Parents, teachers sick of school chaos look to Betsy DeVos to erase Obama discipline rule
Another Obama failure finally comes out
What the Obama-era discipline guidance has taught Nicole Landers is that your kids can be bullied, roughed up, even sexually assaulted, and the school won’t do a whole heck of a lot about it.
The Maryland mother said two of her sons have been picked on and threatened, while her 11-year-old daughter was repeatedly groped over the course of several months by a classmate. Even so, Ms. Landers said the boy was never suspended.
“Eventually I went in and met with the principal, and she told me that the other student has rights,” said Ms. Landers.
“I told her she was conditioning my daughter to [accept] sexual aggression. I don’t understand how you can look at my daughter and tell me that she should tolerate her body parts being touched by this other student. No one should be asked to be put in that learning environment.”
She and her daughter, a Baltimore County Public Schools student, plan to share their experience at
Wednesday’s school safety commission roundtable in Washington with Education Secretary Betsy DeVos, who’s considering rescinding the Obama administration’s 2014 Dear Colleague letter urging schools to lighten up on discipline.
The Office for Civil Rights directive has come under attack following the Feb. 14 school shooting in Parkland, Florida, for helping create what critics describe as a permissive climate that allowed the shooter to remain in school despite multiple infractions.
While the guidance has been credited with lowering suspensions, expulsions and arrests at a number of K-12 districts, it’s also been blamed for schools that are more chaotic and dangerous as officials seek to curb discipline rates in order to avoid triggering a federal investigation.
Ann Miller, a member of the Baltimore County board of education, said Ms. Landers isn’t the only one concerned.
“She’s not an outlier at all. I’ve heard many, many cases.
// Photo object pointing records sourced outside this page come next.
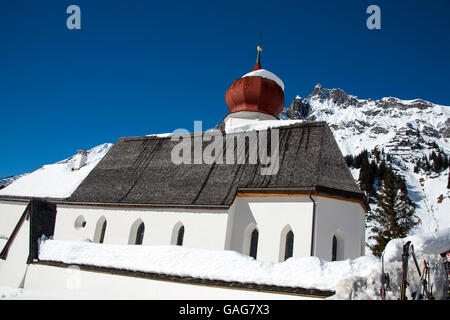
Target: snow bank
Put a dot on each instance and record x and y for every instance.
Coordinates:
(427, 247)
(8, 293)
(56, 180)
(351, 279)
(259, 125)
(424, 244)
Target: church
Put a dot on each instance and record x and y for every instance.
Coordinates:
(308, 205)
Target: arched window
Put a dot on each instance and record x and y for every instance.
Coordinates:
(286, 243)
(334, 249)
(100, 230)
(254, 244)
(180, 236)
(289, 246)
(140, 234)
(137, 232)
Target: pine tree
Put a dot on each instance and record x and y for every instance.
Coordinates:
(394, 215)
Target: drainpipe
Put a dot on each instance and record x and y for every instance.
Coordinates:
(313, 232)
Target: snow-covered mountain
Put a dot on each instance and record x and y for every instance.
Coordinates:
(407, 130)
(56, 180)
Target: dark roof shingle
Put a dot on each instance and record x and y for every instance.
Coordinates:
(139, 170)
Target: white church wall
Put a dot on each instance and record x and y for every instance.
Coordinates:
(202, 229)
(12, 270)
(10, 213)
(271, 216)
(345, 219)
(109, 286)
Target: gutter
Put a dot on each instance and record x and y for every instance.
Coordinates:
(313, 231)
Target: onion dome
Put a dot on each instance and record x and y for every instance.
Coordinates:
(259, 91)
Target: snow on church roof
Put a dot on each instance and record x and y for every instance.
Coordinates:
(263, 73)
(55, 180)
(232, 267)
(139, 170)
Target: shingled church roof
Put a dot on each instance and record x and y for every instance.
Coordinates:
(139, 170)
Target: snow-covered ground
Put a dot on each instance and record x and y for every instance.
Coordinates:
(56, 180)
(8, 293)
(356, 279)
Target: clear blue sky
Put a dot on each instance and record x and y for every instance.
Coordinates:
(141, 67)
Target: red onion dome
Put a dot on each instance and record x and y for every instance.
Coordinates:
(259, 90)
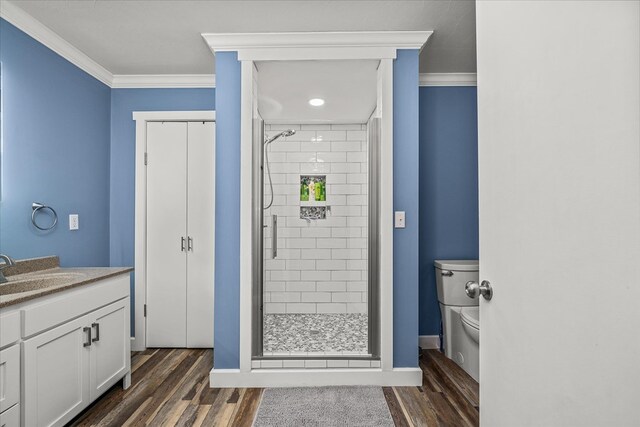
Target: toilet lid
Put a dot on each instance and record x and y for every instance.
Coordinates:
(471, 316)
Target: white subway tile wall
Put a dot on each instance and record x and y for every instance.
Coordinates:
(321, 265)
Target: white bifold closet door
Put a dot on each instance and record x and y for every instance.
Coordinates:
(180, 233)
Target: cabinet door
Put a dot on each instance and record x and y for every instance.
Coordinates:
(56, 374)
(9, 377)
(10, 417)
(200, 225)
(110, 359)
(166, 227)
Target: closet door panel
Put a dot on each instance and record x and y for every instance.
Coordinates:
(166, 226)
(200, 228)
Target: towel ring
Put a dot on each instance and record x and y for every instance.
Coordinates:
(39, 206)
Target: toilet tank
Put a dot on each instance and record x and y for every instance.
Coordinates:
(451, 276)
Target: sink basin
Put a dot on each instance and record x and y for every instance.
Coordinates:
(36, 282)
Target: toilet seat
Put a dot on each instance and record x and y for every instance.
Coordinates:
(471, 316)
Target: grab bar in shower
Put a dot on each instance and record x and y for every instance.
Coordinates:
(274, 236)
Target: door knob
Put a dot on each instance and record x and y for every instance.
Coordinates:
(473, 289)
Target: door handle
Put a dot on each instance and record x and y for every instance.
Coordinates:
(473, 290)
(274, 236)
(97, 337)
(88, 331)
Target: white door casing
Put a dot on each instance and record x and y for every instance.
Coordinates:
(200, 229)
(201, 331)
(167, 234)
(559, 162)
(252, 47)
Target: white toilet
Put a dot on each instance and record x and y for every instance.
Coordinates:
(460, 314)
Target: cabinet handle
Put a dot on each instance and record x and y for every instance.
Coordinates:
(88, 331)
(97, 337)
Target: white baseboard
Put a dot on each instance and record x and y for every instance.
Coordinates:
(137, 345)
(429, 342)
(226, 378)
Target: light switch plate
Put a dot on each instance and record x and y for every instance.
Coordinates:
(74, 222)
(399, 219)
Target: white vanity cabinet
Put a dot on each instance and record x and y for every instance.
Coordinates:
(9, 369)
(73, 346)
(56, 374)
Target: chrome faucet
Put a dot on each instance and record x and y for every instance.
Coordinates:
(8, 262)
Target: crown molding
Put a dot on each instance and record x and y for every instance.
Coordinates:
(448, 79)
(121, 81)
(369, 43)
(43, 34)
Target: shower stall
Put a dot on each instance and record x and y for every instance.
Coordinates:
(315, 210)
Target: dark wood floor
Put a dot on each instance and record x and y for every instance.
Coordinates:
(171, 387)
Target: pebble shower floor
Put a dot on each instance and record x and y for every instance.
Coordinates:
(315, 333)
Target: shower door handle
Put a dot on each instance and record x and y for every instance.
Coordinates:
(274, 236)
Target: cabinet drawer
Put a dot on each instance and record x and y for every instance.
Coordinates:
(74, 303)
(9, 328)
(10, 417)
(9, 377)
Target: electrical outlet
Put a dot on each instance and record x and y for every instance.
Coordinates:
(74, 222)
(399, 219)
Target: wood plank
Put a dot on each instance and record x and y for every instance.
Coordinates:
(145, 388)
(397, 412)
(195, 374)
(248, 407)
(171, 387)
(454, 395)
(418, 408)
(166, 388)
(213, 415)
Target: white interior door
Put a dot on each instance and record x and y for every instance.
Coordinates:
(200, 225)
(166, 234)
(559, 157)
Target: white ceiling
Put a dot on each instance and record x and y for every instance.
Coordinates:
(348, 88)
(163, 37)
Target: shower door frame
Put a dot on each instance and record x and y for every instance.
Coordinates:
(373, 250)
(250, 47)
I have teachers and parents calling me on the phone regularly, crying,” said Ms. Miller. “I would say every couple of weeks there’s a student video of violent attacks in BCPS that’s posted on social media, or a news report. We see this regularly.”
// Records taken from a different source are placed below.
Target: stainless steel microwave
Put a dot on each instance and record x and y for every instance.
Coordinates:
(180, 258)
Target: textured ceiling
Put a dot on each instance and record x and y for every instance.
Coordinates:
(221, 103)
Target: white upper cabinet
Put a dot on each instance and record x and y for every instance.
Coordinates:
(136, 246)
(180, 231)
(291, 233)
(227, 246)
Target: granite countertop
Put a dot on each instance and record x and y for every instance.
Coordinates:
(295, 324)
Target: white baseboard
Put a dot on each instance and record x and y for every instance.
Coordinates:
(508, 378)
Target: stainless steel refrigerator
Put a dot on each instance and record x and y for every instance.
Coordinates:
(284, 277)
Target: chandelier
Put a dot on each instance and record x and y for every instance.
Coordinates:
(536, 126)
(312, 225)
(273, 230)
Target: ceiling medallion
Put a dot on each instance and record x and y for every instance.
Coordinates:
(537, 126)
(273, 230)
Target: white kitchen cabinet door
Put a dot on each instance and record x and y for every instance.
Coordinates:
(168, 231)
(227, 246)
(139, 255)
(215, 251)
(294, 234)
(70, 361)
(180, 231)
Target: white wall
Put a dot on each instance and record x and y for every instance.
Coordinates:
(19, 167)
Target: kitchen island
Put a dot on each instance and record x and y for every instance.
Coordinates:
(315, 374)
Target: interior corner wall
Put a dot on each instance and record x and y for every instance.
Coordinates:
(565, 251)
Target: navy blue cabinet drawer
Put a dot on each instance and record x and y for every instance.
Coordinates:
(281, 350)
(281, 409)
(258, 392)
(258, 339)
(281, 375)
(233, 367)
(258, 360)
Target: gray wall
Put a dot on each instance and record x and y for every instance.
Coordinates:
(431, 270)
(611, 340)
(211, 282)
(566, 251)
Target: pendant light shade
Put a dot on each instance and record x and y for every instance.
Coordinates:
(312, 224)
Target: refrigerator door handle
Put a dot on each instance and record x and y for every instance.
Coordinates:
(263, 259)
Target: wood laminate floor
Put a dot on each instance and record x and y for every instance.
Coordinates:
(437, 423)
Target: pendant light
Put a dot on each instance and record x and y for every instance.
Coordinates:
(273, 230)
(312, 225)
DeVos, in her role as chair of the Trump administration’s newly formed Commission on School Safety, will also hear Wednesday from teachers and education advocates who argue that the federal guidance is needed to prevent minority and disabled students from winding up in the “school-to-prison pipeline.”
Evan Stone, co-CEO and co-founder of Educators for Excellence, said black students are suspended at three times the rates of white students, while those with disabilities, a category that includes conditions like ADHD, are twice as likely to be suspended or expelled.
The department “must continue to highlight the disparities that exist in school discipline, investigate districts where those disparities may be caused by bias, and support the implementation of strategies to reduce punitive discipline,” he said in a statement.